Simple doesn't have to mean boring. I've always loved the layered look but there are times when I find myself moving in a more minimal direction--simplifying things a little bit. So many embellishments can stand out on their own if given the chance. At the very least they need only one or two other pieces to compliment them. That's the focus of my project today--simple tea tags.
I like this idea of creating a larger tag and anchoring it to a smaller one, in essence, making a tea tag. I've carried the sparse feel over to this set by choosing some statement pieces from the Journey collection. I started with a basic, store-bought white tag, added a layer for texture and finished it off with the focal point--in this case the glittered F-U-N alphas.

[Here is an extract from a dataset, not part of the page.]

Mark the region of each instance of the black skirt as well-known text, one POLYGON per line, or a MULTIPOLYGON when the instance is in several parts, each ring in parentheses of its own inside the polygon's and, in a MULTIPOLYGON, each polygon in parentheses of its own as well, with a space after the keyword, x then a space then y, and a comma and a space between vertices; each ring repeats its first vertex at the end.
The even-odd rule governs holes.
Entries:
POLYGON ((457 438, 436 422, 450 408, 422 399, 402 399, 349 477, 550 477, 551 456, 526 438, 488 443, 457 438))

The second part of the tag is cut from the 'Let's Go' accent cards patterned paper. I stitched a die cut arrow to it and then tied the tags together. So simple and easy but not boring (at least I don't think so!).
Lace is one of my most favorite textures to use in paper crafting. In a photo, you almost feel like you can touch it which adds to the sensory element of the project. The glitter vellum arrow on the smaller tag invokes the same feeling. I've made no secret of my excitement in the growing number of textures in recent Crate collections, and that's one reason why. Different finishes lend an extra element of interest.

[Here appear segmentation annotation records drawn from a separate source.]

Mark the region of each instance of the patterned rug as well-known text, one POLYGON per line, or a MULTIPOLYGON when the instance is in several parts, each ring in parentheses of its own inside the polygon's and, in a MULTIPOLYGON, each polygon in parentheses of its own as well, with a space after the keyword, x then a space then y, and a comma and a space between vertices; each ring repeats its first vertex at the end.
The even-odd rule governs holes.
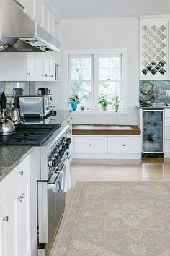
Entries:
POLYGON ((53 256, 169 256, 170 182, 79 182, 53 256))

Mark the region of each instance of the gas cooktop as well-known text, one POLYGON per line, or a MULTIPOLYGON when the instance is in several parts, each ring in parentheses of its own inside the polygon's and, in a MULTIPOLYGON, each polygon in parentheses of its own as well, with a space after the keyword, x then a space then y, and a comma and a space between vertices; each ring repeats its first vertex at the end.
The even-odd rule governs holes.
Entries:
POLYGON ((16 132, 0 135, 0 145, 42 145, 60 124, 23 124, 15 126, 16 132))

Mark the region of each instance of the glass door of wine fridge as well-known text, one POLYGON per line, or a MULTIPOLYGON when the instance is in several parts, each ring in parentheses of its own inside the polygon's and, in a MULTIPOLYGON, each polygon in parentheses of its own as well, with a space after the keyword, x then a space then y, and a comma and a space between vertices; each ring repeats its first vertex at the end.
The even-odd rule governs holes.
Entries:
POLYGON ((143 154, 164 153, 164 110, 143 111, 143 154))

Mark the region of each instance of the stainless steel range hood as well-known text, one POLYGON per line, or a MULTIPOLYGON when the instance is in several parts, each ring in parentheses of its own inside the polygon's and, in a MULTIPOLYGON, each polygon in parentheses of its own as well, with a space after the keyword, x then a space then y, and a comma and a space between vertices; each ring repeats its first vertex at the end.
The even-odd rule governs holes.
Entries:
POLYGON ((0 0, 0 53, 59 51, 57 38, 32 20, 17 1, 0 0))

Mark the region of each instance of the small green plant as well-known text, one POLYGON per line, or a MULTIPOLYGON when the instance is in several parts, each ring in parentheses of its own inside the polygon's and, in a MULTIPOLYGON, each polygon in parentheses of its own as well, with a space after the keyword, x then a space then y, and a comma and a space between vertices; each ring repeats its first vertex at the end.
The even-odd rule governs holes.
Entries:
POLYGON ((106 110, 107 105, 109 105, 109 102, 107 100, 107 95, 101 94, 99 98, 98 98, 98 103, 101 104, 103 110, 106 110))
POLYGON ((75 102, 77 104, 79 103, 80 101, 78 97, 78 94, 73 94, 71 97, 69 98, 69 103, 75 102))
POLYGON ((120 101, 121 100, 122 100, 122 98, 120 100, 119 100, 118 96, 112 98, 112 101, 113 101, 112 106, 115 108, 116 112, 117 112, 119 110, 120 101))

When I'm creating I often find myself saying the word unnecessary in my head. Take this tag for example. The larger tag simply has a gold foil printed acetate card that has been stitched to it. I really liked the way that looked, uncluttered and minimal. A part of me felt obligated to add more to the tag, for some reason, but I didn't want to stick something on there just for the sake of using more embellishments. So I dared to leave it be, allowing it to make a statement all on it's own--'take the scenic route'. And I'm glad I did.
Let me say that just because this is a minimal project, that doesn't mean that it's any easier than it's layered, clustered, piled on counterparts. It still takes me a lot of playing around--positioning, repositioning, adding, subtracting--to achieve the right balance. I'm not much of a sit-down-get-it-done-in-thirty-minutes kind of crafter. I fuss quite a bit, even on projects that have very few embellishments. But that's all part of the fun, right?